Members of the military police special unit detain suspected drug dealers during a police operation against drug trafficking at the favela do Penha, in Rio de Janeiro, Brazil, October 28. REUTERS/Aline Massuca
El gobierno de Paraguay declara al Primer Comando de la Capital y al Comando Rojo como organizaciones terroristas este jueves, en Asunción. La medida se produce un día después de una megaoperación policial en Río de Janeiro que dejó más de 120 muertos en enfrentamientos con el Comando Rojo. Las autoridades paraguayas activan alerta máxima en la frontera este con Brasil para impedir el ingreso de miembros de las facciones. El objetivo es contener la expansión del crimen organizado en la región, según el ministro Cíbar Benítez.
La decisión surge ante preocupaciones por la fuga de criminales tras la acción en los complejos de Penha y Alemão.
- Refuerzo inmediato de tropas y equipos en unidades fronterizas.
- Aumento en monitoreo de inteligencia para rastrear movimientos sospechosos.
- Cooperación con fuerzas locales para elevar presencia policial en comisarías.
Estos pasos buscan proteger la franja fronteriza, que se extiende por cientos de kilómetros.
Medidas inmediatas en la frontera
El ministro del Comando de Defensa Nacional, Cíbar Benítez, afirmó que el decreto de clasificación como terroristas se publicará en las próximas horas. Destacó razones concretas para la acción, incluidas las actividades transnacionales de las facciones. Refuerzos en personal y material ocurrirán en toda la divisoria, con enfoque en el este paraguayo.

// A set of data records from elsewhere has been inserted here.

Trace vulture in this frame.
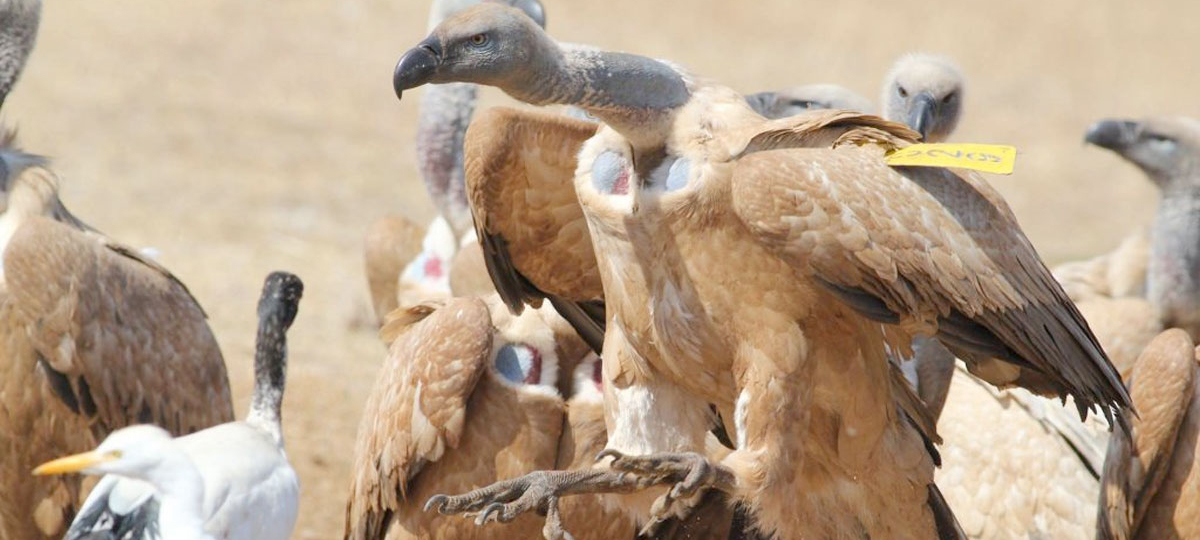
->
[1097,329,1200,540]
[344,294,635,540]
[366,216,496,324]
[394,4,1129,539]
[34,272,304,540]
[364,0,546,322]
[0,134,233,539]
[0,0,42,107]
[746,84,874,119]
[880,53,965,143]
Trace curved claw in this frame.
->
[595,448,625,461]
[475,503,504,526]
[424,494,450,514]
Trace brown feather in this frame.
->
[0,217,233,538]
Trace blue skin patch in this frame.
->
[648,156,691,191]
[496,344,524,383]
[592,150,629,194]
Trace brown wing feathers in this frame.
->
[733,142,1129,421]
[463,108,605,352]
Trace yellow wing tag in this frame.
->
[886,143,1016,174]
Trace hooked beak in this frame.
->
[34,450,116,476]
[391,36,442,100]
[908,92,935,140]
[1084,120,1139,150]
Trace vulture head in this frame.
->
[880,54,965,143]
[1084,116,1200,188]
[746,84,875,119]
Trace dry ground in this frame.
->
[5,0,1200,539]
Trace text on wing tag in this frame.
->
[884,143,1016,174]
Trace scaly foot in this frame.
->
[425,469,674,540]
[596,450,736,538]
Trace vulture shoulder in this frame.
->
[732,137,1129,419]
[4,217,233,438]
[463,107,604,350]
[346,298,493,539]
[1097,329,1196,540]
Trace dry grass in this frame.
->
[5,0,1200,539]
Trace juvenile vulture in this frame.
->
[1097,329,1200,540]
[1086,118,1200,338]
[0,0,42,107]
[394,4,1129,539]
[364,216,425,324]
[344,295,634,540]
[880,53,965,143]
[416,0,546,235]
[34,272,304,540]
[0,136,233,539]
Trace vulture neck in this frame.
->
[144,451,211,540]
[416,83,476,234]
[1146,182,1200,338]
[0,0,42,104]
[246,313,288,446]
[509,42,691,155]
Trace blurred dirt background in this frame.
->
[4,0,1200,539]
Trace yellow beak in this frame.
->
[34,450,116,476]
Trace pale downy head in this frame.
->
[880,54,966,143]
[1084,116,1200,188]
[34,425,173,484]
[487,295,559,391]
[392,2,557,97]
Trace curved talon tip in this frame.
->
[475,503,504,526]
[425,494,450,514]
[596,448,624,461]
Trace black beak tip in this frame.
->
[1084,120,1138,150]
[391,43,438,100]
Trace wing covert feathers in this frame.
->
[732,145,1129,421]
[346,298,494,539]
[1097,329,1196,540]
[463,107,604,349]
[4,217,233,439]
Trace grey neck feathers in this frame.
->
[1146,186,1200,338]
[0,0,42,106]
[416,83,476,235]
[506,40,691,148]
[246,314,288,444]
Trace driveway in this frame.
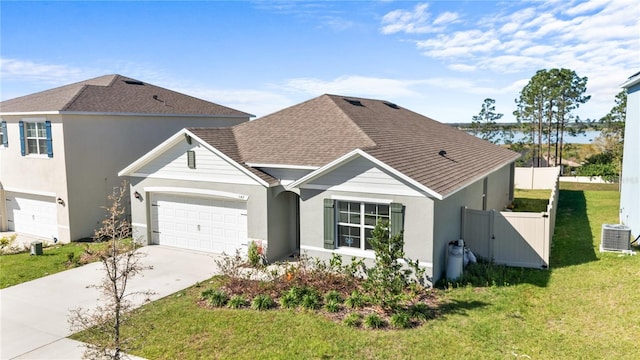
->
[0,246,218,360]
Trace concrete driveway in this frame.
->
[0,246,218,359]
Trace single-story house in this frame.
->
[119,95,519,281]
[0,75,253,242]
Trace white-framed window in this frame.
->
[336,201,390,250]
[0,121,9,147]
[19,119,53,157]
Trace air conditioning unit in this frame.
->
[600,224,631,251]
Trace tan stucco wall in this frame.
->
[0,115,71,242]
[0,114,248,242]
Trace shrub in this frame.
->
[302,292,320,310]
[342,313,362,327]
[251,294,275,311]
[390,312,411,329]
[408,303,433,320]
[228,295,247,309]
[280,292,300,309]
[344,290,365,309]
[324,300,340,312]
[324,290,342,303]
[247,241,262,267]
[364,314,385,329]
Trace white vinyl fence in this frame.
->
[461,168,559,269]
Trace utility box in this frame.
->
[31,241,42,255]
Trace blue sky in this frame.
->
[0,0,640,122]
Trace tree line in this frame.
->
[470,68,627,177]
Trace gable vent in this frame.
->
[122,80,144,85]
[344,99,364,107]
[384,101,400,109]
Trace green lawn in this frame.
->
[74,184,640,359]
[513,189,551,212]
[0,243,104,289]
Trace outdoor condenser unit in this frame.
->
[600,224,631,251]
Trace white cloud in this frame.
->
[380,3,444,34]
[0,58,87,83]
[433,11,460,25]
[283,75,416,98]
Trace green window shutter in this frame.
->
[324,199,336,250]
[389,203,404,236]
[18,121,27,156]
[44,121,53,157]
[0,121,9,147]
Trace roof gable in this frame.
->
[118,129,274,186]
[0,75,253,118]
[168,95,520,199]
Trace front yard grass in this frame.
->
[0,243,105,289]
[73,184,640,359]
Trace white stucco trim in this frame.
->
[118,129,269,187]
[287,149,443,200]
[245,162,320,170]
[331,195,393,204]
[129,172,255,185]
[300,245,376,259]
[143,186,249,201]
[4,187,56,197]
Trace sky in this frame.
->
[0,0,640,123]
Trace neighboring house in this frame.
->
[620,72,640,237]
[119,95,519,280]
[0,75,252,242]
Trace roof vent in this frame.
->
[344,99,364,107]
[123,80,144,85]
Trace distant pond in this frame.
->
[469,130,600,144]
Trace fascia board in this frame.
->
[0,110,256,119]
[245,162,319,170]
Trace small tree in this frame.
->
[471,98,504,144]
[365,220,417,310]
[69,182,153,360]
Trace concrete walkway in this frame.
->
[0,246,217,360]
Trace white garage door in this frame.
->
[5,192,58,239]
[151,194,247,254]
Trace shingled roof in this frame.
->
[0,74,253,117]
[190,95,520,197]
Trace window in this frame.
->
[19,121,53,157]
[337,201,389,250]
[0,121,9,147]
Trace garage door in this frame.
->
[5,192,58,239]
[151,194,247,254]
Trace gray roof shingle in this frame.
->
[0,75,252,117]
[191,95,520,197]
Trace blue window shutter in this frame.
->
[44,120,53,157]
[18,121,27,156]
[390,203,404,236]
[324,199,336,250]
[0,121,9,147]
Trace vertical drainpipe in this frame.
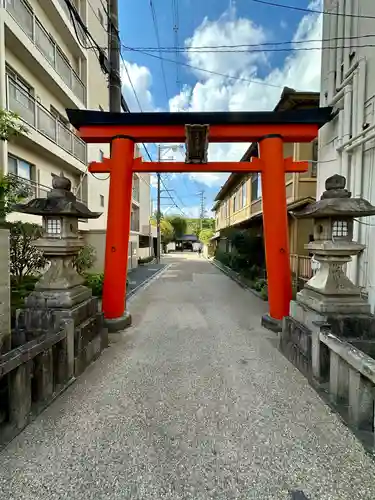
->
[325,2,338,102]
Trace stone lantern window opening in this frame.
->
[45,217,62,236]
[332,220,349,238]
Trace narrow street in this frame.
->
[0,253,375,500]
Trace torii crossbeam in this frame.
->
[67,108,332,330]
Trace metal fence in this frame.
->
[7,75,87,164]
[5,0,86,104]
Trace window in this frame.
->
[311,140,318,177]
[47,217,61,234]
[8,155,33,181]
[242,182,247,207]
[251,174,259,201]
[332,220,348,238]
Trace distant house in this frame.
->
[175,234,199,251]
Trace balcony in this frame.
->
[58,0,87,45]
[7,76,87,164]
[5,0,86,104]
[10,174,88,206]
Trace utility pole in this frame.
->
[108,0,122,112]
[156,144,161,264]
[198,190,206,231]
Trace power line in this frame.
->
[173,0,181,91]
[250,0,375,19]
[123,46,284,89]
[125,43,375,55]
[150,0,169,100]
[122,34,375,52]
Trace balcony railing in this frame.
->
[59,0,86,43]
[7,76,87,163]
[10,174,87,205]
[5,0,86,104]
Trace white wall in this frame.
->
[317,0,375,311]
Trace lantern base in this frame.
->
[104,311,132,340]
[25,285,92,309]
[261,313,283,333]
[297,288,371,315]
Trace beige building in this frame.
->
[213,88,319,282]
[0,0,151,270]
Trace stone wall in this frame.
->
[0,229,10,354]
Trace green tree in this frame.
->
[150,213,174,245]
[10,221,47,283]
[0,109,28,141]
[0,109,32,224]
[165,215,187,238]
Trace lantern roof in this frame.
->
[293,174,375,219]
[14,173,102,219]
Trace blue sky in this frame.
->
[119,0,322,216]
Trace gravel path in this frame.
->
[0,255,375,500]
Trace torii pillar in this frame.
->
[89,134,308,331]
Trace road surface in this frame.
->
[0,253,375,500]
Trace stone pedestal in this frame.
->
[14,175,108,376]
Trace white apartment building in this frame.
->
[0,0,152,271]
[317,0,375,312]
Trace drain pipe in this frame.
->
[341,85,353,179]
[328,1,342,100]
[332,0,345,88]
[352,60,368,285]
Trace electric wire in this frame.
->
[150,0,169,101]
[122,33,375,52]
[124,46,284,89]
[250,0,375,19]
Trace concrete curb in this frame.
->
[206,259,267,302]
[126,264,170,300]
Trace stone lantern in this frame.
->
[14,174,108,375]
[294,175,375,316]
[15,174,101,308]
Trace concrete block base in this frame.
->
[261,313,282,333]
[104,311,132,334]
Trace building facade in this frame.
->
[0,0,151,270]
[213,88,319,277]
[317,0,375,312]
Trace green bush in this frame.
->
[254,278,267,292]
[10,276,39,328]
[138,255,154,266]
[85,273,104,297]
[84,273,129,297]
[9,221,47,283]
[215,250,232,266]
[73,245,96,274]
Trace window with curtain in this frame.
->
[242,182,247,207]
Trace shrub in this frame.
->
[73,245,96,274]
[10,276,39,328]
[215,250,232,266]
[85,273,104,297]
[9,221,47,283]
[138,255,154,266]
[84,273,129,297]
[254,278,267,292]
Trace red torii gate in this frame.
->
[67,108,332,331]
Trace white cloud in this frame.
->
[121,61,154,112]
[123,0,322,188]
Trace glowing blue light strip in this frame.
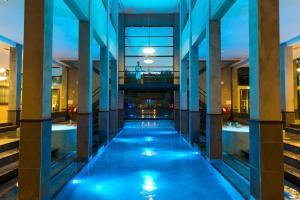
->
[0,35,17,47]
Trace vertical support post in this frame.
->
[189,0,200,142]
[206,19,222,160]
[249,0,284,199]
[110,60,119,134]
[77,21,93,161]
[280,44,295,128]
[60,67,69,113]
[8,44,23,126]
[99,47,110,142]
[18,0,53,200]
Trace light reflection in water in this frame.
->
[141,171,158,200]
[145,137,153,142]
[142,148,157,157]
[72,179,81,185]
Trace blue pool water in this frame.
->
[56,121,241,200]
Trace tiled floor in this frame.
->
[56,121,241,200]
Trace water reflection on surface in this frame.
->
[56,121,237,200]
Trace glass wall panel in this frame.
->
[125,47,174,57]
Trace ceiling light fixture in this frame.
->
[143,45,155,55]
[144,59,154,64]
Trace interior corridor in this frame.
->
[55,121,240,200]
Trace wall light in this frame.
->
[0,67,6,74]
[0,76,7,81]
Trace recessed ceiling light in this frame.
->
[144,59,154,64]
[143,47,155,55]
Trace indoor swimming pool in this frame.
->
[55,121,241,200]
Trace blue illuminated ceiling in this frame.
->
[119,0,179,14]
[0,0,300,59]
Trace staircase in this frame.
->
[283,130,300,186]
[0,122,18,133]
[285,122,300,134]
[0,139,19,185]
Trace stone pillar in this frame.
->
[189,44,200,142]
[8,44,23,126]
[110,60,119,134]
[179,0,189,134]
[180,59,189,134]
[249,0,284,199]
[174,90,180,132]
[99,47,110,143]
[60,67,69,113]
[77,21,93,161]
[280,44,295,127]
[18,0,53,200]
[206,20,222,159]
[118,90,125,129]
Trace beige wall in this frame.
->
[68,68,99,106]
[221,67,232,108]
[0,106,8,123]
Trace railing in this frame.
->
[119,71,179,84]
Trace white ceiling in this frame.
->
[0,0,300,65]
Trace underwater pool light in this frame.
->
[72,179,81,185]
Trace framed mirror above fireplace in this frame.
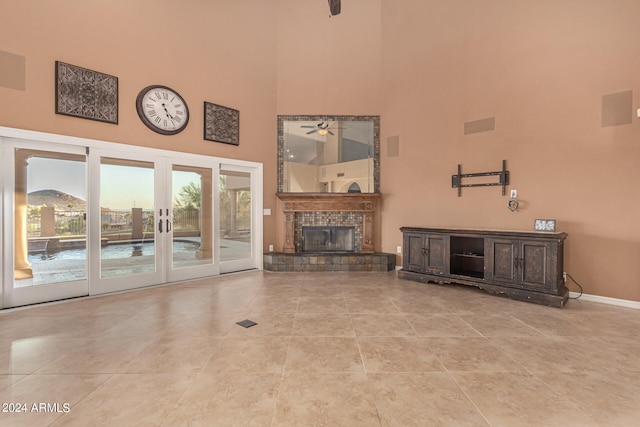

Las autoridades planean intensificar patrullaje de vehículos y cruces irregulares.
Acción argentina precede decisión paraguaya
Argentina incluyó a las facciones en el Registro de Personas y Entidades Vinculadas a Actos de Terrorismo el martes. La ministra Patricia Bullrich confirmó la clasificación como narcoterroristas tras la operación en Río. El país registra 39 brasileños presos, con cinco vinculados al Comando Rojo y hasta ocho al PCC.
El proceso de inclusión comenzó hace un mes, pero demoras administrativas impidieron actualización online inmediata. Bullrich enfatizó control estricto sobre detenidos extranjeros para evitar influencia de las facciones en prisiones locales.
Contexto de la operación en Río de Janeiro
La megaoperación en Río movilizó a 2.500 policías en los complejos de Penha y Alemão. El enfrentamiento resultó en 119 muertes de sospechosos y cuatro policías heridos. Agentes incautaron armas pesadas, incluidos fusiles y municiones, además de drogas.
Investigaciones apuntan a estructura militarizada del Comando Rojo en la zona.
- Armas de alto calibre usadas en emboscadas contra fuerzas de seguridad.
- Drones armados detectados en acciones recientes de la facción.
- Presos incluyen miembros de otros estados, indicando red nacional.
El balance oficial fue divulgado por el secretario de Policía Civil, Felipe Curi.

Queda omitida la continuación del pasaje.